To start with explaining this topic a small background on what is Activation. This is purely a SQL Service broker term. The messages when they are placed in the queue need to be processed, so as a message is placed SQL SSB has an Activation Stored procedure defined which is launched so that the message can be consumed.
Now many queues do work like the process mentioned above as we see in the table. This approach can be good for queues receiving less messages. We can also set the number of instances of an Activation SP that can be launched given there are as many messages. For Eg: If there are 60 messages coming to the queue at once then instead of processing each one by one we can launch that many SPs at a time. That is defined by MAX_READERS here.
select activation_procedure,name from sys.service_queues
Now to device what would be the MAX_READERS for a queue which receives variable number of messages at times and which also depends on the site usage for the Global data and Site Data queues is very tricky. If we set the number as less then we might have backlog with SQL still be ready to do stuff but we have capped it. And if we set it too high then for infra with limited SQL Perf (CPU and RAM) would be busy only doing this stuff with other stuffs in the back door.
So ConfigMgr PG team decided to not set it as a static number and hence you see the ConfigMgrDRSQueue and ConfigMgrDRSSiteQueue don’t have any Activation stored procedures listed here. So does that mean we don’t have Activation for them?
The answer to that question is that the Activation of the queue is looked upon by the ConfigMgr RCMCtrl component itself. So as mentioned we don’t set a static number for the number of procedures that can be launched but we made it as a function of SQL perf in an infra (number of SQL cores) as to we do not overwhelm or under utilize things.
Now lets try to get to understand the logic with a Case Study.
We found that the Site data groups are failing from CAS. We found that it is not processing any Site data messages.
Launching 64 sprocs on queue ConfigMgrDRSQueue and 91 sprocs on queue ConfigMgrDRSSiteQueue.
Error: Received unhandled exception, printing info and throwing it again. SMS_REPLICATION_CONFIGURATION_MONITOR 6/7/2017 9:04:27 AM 18840 (0x4998)

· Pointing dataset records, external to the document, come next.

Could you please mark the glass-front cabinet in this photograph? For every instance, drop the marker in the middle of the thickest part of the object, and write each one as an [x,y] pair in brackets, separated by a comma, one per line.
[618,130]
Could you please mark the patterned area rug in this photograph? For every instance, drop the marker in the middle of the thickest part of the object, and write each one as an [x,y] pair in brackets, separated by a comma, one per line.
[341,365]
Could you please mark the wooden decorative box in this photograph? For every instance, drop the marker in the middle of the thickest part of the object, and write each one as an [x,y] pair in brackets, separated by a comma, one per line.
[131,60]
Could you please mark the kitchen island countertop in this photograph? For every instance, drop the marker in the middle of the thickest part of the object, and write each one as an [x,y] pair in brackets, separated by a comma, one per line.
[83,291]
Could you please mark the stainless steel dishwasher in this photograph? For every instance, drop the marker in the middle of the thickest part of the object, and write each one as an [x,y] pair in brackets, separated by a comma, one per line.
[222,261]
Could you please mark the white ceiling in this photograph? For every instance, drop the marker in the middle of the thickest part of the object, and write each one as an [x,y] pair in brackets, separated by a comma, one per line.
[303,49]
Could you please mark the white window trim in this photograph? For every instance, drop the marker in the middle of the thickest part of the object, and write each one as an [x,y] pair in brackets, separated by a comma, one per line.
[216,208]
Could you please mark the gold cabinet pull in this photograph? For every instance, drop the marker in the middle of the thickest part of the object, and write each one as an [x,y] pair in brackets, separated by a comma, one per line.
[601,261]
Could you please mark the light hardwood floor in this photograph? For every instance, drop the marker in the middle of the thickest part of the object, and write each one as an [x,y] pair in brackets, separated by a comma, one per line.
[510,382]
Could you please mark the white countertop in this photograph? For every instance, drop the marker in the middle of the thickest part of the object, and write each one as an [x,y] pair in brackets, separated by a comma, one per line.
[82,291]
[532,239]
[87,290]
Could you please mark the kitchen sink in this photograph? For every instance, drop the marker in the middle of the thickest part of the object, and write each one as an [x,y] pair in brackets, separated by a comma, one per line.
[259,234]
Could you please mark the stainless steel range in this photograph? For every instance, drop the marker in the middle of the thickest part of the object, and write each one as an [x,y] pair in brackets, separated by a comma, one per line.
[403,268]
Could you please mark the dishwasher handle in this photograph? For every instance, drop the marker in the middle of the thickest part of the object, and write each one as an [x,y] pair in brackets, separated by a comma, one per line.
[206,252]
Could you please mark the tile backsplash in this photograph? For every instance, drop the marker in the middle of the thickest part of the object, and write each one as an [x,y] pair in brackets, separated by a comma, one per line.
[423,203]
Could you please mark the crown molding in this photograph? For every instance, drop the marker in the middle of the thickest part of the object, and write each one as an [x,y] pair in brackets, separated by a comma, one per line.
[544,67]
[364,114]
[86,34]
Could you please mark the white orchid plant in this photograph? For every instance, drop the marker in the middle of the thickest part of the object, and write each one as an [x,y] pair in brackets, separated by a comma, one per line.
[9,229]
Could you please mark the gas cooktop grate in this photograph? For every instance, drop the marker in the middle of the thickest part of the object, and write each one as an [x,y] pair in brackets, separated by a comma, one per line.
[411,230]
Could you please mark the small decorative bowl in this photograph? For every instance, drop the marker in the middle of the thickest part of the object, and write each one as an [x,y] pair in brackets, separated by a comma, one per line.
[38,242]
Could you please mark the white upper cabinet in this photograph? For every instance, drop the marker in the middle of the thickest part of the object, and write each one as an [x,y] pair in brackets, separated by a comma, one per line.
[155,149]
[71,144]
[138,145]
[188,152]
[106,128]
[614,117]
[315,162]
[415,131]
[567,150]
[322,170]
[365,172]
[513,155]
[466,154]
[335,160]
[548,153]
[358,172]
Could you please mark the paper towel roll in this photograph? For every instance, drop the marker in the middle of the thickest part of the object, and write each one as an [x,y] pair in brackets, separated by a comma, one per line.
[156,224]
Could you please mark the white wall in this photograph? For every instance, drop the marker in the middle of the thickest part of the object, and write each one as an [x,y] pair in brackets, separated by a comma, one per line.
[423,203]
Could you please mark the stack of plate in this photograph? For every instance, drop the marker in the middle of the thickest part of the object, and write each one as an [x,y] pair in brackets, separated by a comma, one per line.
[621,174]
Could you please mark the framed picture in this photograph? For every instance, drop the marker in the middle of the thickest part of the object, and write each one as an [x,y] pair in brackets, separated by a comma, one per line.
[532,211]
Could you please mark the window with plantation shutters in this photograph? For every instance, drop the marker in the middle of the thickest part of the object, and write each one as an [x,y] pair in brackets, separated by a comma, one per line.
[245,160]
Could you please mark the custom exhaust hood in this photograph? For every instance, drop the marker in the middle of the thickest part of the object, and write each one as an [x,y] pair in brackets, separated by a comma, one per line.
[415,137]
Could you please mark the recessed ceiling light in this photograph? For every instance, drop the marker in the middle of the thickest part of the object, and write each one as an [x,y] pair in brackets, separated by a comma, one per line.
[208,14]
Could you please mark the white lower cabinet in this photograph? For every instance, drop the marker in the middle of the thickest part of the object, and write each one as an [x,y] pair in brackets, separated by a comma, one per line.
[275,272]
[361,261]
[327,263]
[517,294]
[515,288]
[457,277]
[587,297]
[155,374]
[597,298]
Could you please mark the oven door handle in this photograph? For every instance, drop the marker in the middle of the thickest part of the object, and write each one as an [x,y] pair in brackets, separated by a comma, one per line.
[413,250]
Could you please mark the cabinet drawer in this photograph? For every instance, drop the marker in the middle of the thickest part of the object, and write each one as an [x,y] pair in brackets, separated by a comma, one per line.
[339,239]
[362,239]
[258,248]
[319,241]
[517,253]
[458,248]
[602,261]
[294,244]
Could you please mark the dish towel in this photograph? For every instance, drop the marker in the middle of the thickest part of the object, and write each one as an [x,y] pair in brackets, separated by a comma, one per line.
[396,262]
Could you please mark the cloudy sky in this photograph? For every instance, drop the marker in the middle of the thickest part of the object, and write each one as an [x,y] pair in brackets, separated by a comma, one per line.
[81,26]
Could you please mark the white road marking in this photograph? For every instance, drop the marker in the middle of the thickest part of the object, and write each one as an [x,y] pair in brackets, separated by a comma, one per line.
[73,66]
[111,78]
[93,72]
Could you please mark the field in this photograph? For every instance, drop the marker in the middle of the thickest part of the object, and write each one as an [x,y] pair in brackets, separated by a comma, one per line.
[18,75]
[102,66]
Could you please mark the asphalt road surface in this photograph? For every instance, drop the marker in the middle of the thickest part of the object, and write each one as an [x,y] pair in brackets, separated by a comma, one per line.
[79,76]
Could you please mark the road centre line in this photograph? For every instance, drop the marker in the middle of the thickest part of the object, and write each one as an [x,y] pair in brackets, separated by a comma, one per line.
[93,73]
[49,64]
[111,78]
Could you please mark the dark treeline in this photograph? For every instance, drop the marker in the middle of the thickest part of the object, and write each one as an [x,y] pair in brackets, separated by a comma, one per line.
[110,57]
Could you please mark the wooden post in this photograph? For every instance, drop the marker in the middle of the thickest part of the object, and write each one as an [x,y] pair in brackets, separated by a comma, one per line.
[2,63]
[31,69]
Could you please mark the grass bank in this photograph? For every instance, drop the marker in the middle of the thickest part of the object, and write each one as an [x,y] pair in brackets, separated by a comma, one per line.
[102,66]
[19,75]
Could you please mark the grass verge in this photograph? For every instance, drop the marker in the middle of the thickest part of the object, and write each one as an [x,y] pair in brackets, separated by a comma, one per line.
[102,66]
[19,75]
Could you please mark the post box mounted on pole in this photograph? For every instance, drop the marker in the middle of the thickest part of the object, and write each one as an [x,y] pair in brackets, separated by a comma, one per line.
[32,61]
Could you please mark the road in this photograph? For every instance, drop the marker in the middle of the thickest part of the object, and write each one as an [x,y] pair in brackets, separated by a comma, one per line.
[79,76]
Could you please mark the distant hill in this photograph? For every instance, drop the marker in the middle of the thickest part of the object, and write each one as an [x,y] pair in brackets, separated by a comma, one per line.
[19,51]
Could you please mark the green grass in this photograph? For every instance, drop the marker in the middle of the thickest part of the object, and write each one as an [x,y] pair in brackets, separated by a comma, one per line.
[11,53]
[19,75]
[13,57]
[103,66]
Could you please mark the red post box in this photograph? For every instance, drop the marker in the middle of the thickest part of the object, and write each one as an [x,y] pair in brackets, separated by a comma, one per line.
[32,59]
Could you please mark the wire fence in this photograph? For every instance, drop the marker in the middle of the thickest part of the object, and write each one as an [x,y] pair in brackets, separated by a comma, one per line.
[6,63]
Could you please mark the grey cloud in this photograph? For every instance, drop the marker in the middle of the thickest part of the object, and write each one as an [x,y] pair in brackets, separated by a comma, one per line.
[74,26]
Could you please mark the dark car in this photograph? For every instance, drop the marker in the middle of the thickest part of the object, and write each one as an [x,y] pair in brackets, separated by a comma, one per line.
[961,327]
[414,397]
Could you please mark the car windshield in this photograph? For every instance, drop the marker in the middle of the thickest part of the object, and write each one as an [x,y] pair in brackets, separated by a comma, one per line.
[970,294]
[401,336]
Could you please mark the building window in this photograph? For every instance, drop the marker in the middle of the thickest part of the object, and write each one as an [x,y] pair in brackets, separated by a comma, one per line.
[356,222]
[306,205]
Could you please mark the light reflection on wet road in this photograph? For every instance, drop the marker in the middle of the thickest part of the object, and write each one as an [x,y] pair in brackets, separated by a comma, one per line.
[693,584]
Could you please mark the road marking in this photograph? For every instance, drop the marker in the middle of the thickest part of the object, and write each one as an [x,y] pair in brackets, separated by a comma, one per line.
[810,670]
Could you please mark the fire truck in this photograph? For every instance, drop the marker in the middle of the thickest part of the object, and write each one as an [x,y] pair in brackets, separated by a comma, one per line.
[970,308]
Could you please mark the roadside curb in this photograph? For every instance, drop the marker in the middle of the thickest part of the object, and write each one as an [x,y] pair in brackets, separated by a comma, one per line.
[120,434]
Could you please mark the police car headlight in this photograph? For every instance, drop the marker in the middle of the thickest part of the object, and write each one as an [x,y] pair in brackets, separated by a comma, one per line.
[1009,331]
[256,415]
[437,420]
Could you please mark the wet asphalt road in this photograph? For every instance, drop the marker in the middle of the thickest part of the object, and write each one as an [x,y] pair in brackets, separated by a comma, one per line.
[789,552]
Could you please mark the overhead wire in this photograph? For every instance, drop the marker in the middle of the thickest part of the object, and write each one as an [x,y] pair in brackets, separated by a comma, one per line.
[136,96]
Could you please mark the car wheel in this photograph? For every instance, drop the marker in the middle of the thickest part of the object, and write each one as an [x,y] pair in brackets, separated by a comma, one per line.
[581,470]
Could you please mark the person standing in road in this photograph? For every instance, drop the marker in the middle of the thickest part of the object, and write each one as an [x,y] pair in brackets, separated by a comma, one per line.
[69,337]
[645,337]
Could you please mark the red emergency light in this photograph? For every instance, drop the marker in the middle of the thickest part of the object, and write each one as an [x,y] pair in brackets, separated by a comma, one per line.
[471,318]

Error: System.InvalidOperationException: Timeout expired. The timeout period elapsed prior to obtaining a connection from the pool. This may have occurred because all pooled connections were in use and max pool size was reached.~~ at System.Data.ProviderBase.DbConnectionFactory.TryGetConnection(DbConnection owningConnection, TaskCompletionSource
1 retry, DbConnectionOptions userOptions, DbConnectionInternal oldConnection, DbConnectionInternal& connection)~~ at System.Data.ProviderBase.DbConnectionInternal.TryOpenConnectionInternal(DbConnection outerConnection, DbConnectionFactory connectionFactory, TaskCompletionSource1 retry, DbConnectionOptions userOptions)~~ at System.Data.SqlClient.SqlConnection.TryOpenInner(TaskCompletionSource
1 retry)~~ at System.Data.SqlClient.SqlConnection.TryOpen(TaskCompletionSource1 retry)~~ at System.Data.SqlClient.SqlConnection.Open()~~ at Microsoft.ConfigurationManager.ReplicationConfigurationAndMonitoring.DrsActivationSprocMethods.LaunchActivationSprocs(Int32 verboseLevel, Int32 queueFetchSize, String queueName, List`1& drsActivationData, Int32 numberOfMessageHandlers, String connectionString, DatabaseOperation databaseOperation)~~ at Microsoft.ConfigurationManager.ReplicationConfigurationAndMonitoring.DrsActivationSprocMethods.ExecuteDrsActivationSprocs(String sqlServerName, String databaseName, Int32 siteNumber, Int32 verboseLevel, Int32 queueFetchSize, Int32 numberOfGlobalMessageHandlers, Int32 numberOfSiteMessageHandlers)~~ at Microsoft.ConfigurationManager.ReplicationConfigurationAndMonitoring.ReplicationConfigureAndMonitor.ExecuteDrsActivationSprocs(String sqlServerName, String databaseName, Int32 siteNumber, Int32 verboseLevel, Int32 queueFetchSize, Int32 numberOfGlobalMessageHandlers, Int32 numberOfSiteMessageHandlers) SMS_REPLICATION_CONFIGURATION_MONITOR 6/7/2017 9:04:27 AM 18840 (0x4998)
Failed to call ExecuteDrsActivationSproc. error = Unknown error 0x80131509 SMS_REPLICATION_CONFIGURATION_MONITOR 6/7/2017 9:04:27 AM 18840 (0x4998)
Now that’s a high number of procedures that are being launched and run.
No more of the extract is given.